Orville Peck performing at Coachella 2022

Fans are galloping rather than walking to Orville Peck’s debut Coachella appearance. One of two acts to be playing both Coachella and its country cousin, Stagecoach (Bristol-born singer Yola is the other), the dashing singer-songwriter is sporting his Sunday best. Wearing a full gold leather look, complete with matching Stetson and trademark fringe mask, he’s even got a golden microphone. Attention to detail has always been one of Peck’s strong suits.

This eagle-eye shows itself not just in his outfits, but in his reference-packed musicianship, from a brooding baritone that parks itself midway between Johnny Cash and Frank Sinatra, to his slick sound, which brings to mind the moodiest moments of Roy Orbison and Ricky Nelson. Yet for all his rodeo razzle dazzle, this isn’t pastiche: it’s a loving tribute to the heartfelt sounds of classic country. A man in the front row, eagerly shouting “Cowboy!” at the top of his lungs, evidently agrees.
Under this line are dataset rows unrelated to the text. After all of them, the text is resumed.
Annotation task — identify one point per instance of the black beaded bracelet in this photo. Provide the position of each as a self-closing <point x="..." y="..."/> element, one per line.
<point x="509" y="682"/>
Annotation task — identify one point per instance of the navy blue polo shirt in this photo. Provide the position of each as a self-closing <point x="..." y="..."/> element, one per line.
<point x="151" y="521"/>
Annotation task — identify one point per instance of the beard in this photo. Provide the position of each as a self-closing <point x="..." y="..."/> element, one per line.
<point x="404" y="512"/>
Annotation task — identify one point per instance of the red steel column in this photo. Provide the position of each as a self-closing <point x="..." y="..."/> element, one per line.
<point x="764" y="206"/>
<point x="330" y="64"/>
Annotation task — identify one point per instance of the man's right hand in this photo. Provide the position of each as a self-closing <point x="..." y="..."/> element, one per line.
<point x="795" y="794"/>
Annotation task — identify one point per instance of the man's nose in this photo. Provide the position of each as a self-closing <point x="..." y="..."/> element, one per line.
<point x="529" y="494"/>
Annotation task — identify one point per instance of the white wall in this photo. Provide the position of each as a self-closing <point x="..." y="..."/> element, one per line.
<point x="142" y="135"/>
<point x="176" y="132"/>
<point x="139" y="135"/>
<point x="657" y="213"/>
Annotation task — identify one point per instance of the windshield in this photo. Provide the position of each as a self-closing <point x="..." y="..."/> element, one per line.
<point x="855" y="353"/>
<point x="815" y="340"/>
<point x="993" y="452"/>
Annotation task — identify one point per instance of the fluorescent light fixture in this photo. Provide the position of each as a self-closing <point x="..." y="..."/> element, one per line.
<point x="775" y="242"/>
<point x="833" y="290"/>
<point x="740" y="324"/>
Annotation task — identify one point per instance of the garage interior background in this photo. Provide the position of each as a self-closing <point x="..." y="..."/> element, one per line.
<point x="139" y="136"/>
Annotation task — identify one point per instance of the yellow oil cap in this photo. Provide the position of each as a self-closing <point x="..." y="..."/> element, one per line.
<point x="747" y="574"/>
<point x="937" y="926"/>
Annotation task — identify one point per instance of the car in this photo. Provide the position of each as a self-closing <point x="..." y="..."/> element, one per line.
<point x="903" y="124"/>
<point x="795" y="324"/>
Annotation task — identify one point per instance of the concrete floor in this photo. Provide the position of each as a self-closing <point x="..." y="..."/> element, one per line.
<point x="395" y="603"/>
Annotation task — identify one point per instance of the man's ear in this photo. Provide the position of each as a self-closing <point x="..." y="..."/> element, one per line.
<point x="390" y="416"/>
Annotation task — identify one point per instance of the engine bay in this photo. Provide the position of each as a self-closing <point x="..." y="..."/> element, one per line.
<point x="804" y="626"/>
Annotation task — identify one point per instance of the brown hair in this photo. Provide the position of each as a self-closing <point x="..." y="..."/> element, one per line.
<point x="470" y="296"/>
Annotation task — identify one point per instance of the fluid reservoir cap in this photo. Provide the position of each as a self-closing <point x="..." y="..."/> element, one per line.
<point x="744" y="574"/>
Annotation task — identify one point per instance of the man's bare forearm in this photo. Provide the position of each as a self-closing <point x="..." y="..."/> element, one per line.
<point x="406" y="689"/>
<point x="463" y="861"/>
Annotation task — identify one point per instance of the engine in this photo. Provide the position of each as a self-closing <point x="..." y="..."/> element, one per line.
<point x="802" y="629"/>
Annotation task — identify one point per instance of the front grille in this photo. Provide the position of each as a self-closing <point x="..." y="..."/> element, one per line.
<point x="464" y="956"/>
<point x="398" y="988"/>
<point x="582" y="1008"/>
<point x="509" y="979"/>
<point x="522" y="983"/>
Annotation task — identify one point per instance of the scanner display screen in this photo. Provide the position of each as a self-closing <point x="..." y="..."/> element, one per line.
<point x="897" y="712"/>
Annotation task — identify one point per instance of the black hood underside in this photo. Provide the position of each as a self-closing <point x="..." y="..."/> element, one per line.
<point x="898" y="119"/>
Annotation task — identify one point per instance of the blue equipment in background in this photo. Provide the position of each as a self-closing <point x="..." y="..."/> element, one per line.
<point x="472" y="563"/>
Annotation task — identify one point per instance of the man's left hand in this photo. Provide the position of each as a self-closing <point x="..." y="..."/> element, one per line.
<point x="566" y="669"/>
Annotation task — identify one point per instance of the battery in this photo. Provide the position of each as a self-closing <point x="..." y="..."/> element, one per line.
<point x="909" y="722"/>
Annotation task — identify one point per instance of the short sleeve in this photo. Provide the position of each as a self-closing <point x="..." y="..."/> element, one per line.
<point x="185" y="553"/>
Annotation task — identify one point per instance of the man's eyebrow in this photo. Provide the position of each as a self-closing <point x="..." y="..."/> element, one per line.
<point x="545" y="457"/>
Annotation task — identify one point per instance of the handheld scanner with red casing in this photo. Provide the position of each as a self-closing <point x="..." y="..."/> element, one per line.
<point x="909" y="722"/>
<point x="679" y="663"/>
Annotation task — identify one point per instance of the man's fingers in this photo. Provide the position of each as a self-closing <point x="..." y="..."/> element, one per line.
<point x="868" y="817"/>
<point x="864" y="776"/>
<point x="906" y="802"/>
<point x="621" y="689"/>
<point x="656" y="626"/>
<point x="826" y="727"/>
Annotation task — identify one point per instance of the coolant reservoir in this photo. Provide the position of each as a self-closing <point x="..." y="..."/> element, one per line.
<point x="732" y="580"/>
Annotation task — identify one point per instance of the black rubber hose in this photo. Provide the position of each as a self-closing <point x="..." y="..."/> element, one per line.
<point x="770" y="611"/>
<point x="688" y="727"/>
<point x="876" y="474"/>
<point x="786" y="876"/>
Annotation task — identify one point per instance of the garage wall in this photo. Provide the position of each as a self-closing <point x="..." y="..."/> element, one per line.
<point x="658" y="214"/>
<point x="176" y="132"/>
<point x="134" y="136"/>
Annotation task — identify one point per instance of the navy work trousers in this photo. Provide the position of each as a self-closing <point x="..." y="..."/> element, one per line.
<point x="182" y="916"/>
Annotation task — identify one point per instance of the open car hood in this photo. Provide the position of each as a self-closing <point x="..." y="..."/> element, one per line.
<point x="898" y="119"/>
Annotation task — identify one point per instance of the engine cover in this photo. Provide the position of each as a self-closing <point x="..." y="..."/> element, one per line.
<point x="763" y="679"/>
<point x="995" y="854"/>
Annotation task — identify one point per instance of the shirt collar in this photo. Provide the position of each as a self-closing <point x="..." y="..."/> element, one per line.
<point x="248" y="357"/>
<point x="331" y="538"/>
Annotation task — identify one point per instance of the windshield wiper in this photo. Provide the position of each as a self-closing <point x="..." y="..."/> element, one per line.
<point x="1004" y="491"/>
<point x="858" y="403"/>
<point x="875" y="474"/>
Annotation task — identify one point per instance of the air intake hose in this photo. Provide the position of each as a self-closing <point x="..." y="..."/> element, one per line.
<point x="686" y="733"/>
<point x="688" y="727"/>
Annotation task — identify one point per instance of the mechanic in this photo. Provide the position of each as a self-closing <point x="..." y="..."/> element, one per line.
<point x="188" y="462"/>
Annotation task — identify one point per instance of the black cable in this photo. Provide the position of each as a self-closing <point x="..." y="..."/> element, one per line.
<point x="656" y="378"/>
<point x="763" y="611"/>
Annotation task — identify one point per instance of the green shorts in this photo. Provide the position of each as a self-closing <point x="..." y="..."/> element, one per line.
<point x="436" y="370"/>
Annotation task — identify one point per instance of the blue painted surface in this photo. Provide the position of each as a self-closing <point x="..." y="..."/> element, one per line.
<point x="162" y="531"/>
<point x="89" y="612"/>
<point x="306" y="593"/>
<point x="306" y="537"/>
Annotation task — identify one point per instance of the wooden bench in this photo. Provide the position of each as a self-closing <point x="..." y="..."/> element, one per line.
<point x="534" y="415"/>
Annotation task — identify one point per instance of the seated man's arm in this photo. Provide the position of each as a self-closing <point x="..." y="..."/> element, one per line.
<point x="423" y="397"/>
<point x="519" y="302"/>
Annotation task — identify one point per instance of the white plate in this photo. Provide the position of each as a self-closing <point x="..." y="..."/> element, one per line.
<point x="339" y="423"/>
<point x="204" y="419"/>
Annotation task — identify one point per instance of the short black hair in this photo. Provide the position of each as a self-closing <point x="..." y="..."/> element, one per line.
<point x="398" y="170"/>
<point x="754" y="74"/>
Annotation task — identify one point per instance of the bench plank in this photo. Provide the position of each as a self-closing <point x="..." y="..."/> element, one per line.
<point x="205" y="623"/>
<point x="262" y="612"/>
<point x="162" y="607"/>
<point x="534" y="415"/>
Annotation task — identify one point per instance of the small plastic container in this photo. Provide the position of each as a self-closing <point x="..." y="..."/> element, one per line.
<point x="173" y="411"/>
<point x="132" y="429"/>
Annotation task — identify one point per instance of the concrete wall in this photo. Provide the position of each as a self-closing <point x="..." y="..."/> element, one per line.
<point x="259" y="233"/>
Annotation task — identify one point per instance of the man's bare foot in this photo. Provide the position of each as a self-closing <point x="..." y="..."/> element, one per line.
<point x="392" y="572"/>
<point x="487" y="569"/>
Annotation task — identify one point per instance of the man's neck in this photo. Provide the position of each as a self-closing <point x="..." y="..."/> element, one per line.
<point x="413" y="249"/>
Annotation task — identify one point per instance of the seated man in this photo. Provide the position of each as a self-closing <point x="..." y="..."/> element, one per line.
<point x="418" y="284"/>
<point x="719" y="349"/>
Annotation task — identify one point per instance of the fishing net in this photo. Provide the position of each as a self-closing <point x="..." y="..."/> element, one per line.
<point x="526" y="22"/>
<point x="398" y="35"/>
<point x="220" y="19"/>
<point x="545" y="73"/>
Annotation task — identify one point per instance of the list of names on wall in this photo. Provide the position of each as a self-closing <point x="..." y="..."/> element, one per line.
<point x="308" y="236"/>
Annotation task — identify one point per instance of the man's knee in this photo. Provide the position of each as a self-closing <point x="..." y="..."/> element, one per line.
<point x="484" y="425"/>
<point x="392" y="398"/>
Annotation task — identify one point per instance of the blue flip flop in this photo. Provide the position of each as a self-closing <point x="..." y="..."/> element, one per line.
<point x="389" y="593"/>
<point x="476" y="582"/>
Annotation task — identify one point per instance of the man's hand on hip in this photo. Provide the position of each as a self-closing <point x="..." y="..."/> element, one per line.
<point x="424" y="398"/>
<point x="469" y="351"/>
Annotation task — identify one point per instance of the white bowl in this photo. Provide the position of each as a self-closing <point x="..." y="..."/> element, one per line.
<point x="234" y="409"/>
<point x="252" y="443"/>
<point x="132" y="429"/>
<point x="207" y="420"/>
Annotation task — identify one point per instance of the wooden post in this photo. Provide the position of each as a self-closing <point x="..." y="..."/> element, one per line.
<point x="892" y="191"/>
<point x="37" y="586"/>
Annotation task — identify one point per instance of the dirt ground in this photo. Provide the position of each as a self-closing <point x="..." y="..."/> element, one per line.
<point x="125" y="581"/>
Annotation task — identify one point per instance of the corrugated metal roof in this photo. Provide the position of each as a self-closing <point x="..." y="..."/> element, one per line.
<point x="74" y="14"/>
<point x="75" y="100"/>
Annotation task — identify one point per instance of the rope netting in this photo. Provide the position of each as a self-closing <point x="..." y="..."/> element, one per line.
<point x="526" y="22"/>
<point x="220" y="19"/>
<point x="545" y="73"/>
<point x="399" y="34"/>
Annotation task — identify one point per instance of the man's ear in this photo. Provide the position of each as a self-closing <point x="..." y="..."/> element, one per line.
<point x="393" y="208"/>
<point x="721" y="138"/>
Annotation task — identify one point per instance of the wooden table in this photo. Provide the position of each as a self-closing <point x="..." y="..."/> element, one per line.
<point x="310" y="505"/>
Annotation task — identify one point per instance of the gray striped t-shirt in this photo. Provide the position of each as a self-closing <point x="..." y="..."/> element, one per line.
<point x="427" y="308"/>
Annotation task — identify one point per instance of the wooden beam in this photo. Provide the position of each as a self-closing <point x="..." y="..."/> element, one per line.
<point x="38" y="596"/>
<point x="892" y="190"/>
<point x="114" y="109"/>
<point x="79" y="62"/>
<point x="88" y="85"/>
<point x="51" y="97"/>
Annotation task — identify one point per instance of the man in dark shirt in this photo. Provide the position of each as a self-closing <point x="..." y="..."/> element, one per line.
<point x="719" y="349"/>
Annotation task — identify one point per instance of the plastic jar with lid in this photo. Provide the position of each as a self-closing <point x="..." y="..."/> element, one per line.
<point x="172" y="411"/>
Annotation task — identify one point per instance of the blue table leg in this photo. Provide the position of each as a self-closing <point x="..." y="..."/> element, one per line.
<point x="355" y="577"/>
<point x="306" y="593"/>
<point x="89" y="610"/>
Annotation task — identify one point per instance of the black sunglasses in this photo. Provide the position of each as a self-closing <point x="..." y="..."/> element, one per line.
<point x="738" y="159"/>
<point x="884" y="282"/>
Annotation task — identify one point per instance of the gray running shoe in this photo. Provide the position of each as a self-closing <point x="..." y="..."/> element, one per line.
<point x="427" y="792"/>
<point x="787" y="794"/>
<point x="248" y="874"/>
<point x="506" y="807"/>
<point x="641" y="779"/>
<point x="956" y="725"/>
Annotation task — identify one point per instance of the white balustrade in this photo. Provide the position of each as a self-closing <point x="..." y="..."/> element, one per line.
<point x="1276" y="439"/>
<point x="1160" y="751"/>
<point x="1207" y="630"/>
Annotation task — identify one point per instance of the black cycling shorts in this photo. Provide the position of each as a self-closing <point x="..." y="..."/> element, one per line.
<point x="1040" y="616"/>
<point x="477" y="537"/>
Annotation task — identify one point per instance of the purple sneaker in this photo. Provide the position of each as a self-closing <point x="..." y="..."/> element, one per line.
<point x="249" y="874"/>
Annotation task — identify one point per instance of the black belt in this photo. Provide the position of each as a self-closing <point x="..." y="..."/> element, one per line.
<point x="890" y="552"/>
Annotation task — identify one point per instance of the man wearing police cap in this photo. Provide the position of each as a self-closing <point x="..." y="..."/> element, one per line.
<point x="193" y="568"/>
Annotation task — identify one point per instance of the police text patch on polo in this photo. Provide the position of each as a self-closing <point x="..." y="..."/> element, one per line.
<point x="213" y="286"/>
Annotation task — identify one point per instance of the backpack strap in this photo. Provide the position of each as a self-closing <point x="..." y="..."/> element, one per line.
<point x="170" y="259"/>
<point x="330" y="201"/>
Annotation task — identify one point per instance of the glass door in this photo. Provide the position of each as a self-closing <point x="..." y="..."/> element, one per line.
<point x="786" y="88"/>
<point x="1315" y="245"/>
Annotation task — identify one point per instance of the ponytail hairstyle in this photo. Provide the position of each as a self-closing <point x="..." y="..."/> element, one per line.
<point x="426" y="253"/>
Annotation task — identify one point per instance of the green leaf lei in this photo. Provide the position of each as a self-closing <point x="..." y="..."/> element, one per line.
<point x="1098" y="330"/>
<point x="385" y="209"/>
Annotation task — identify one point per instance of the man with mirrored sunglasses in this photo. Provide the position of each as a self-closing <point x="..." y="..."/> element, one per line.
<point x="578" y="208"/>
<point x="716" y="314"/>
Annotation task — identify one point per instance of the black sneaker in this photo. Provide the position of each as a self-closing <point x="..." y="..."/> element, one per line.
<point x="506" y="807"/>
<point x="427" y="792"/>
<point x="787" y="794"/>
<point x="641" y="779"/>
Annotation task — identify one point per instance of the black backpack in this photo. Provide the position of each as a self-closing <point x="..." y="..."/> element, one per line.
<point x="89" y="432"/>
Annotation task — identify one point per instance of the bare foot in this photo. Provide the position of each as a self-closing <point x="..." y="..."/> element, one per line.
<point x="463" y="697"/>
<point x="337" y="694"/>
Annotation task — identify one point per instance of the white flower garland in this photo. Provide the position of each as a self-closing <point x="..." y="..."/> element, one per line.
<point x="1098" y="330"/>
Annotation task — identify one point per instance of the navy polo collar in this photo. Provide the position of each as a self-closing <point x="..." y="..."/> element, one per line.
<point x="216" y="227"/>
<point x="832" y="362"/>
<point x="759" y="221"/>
This afternoon, Peck focuses on airing tunes from his recently released second album Bronco, including the lonesome, propulsive balladry of “C'mon Baby, Cry”. It shows the debt Peck owes to emo, as he confesses: “I can tell you're a sad boy just like me.” A melancholy “Kalahari Down” is redolent of Lana Del Rey’s 2012 single “Born To Die”, if fed through Instagram’s Nashville filter.

A smile peeks through Peck’s lustrous fringe mask as he takes off his guitar and sits behind a piano for “Drive Me, Crazy”, from 2020’s Show Pony EP. “This next song’s about truck drivers in love. Truck stops are like the original Grindr,” he explains, winkingly referencing the gay hook-up app. Peck’s ultra-inclusive brand of country music feels fresh, given same-sex love songs sung from a male perspective remain a relative rarity within the genre. Brothers Osborne vocalist TJ Osborne – who sang about the experience of coming out on 2021’s Grammy-winning single “Younger Me” – is still the only out gay musician signed to a major country label.

Also on today’s setlist is Show Pony’s “Legends Never Die”, the original of which features a guest vocal from Shania Twain. Would it be too much to expect a second surprise appearance from the Canadian country superstar? The answer is yes. Instead, Bria Salmena from Orville’s super tight and fabulously attired backing band takes the lead. Her grittier, grungier vocal shaves off some of the song’s pop shimmer and turns it into something altogether rockier, rawer and more exciting.

We end with a sultry version of Peck’s debut single, “Dead of Night”, given a fresh lease of life thanks to its inclusion on the latest series of HBO’s teen drama Euphoria. It’s every bit as sexy as Megan Thee Stallion’s main stage performance last night, further proving that mainstream country music can be so much more than tired cliches and corny crooning.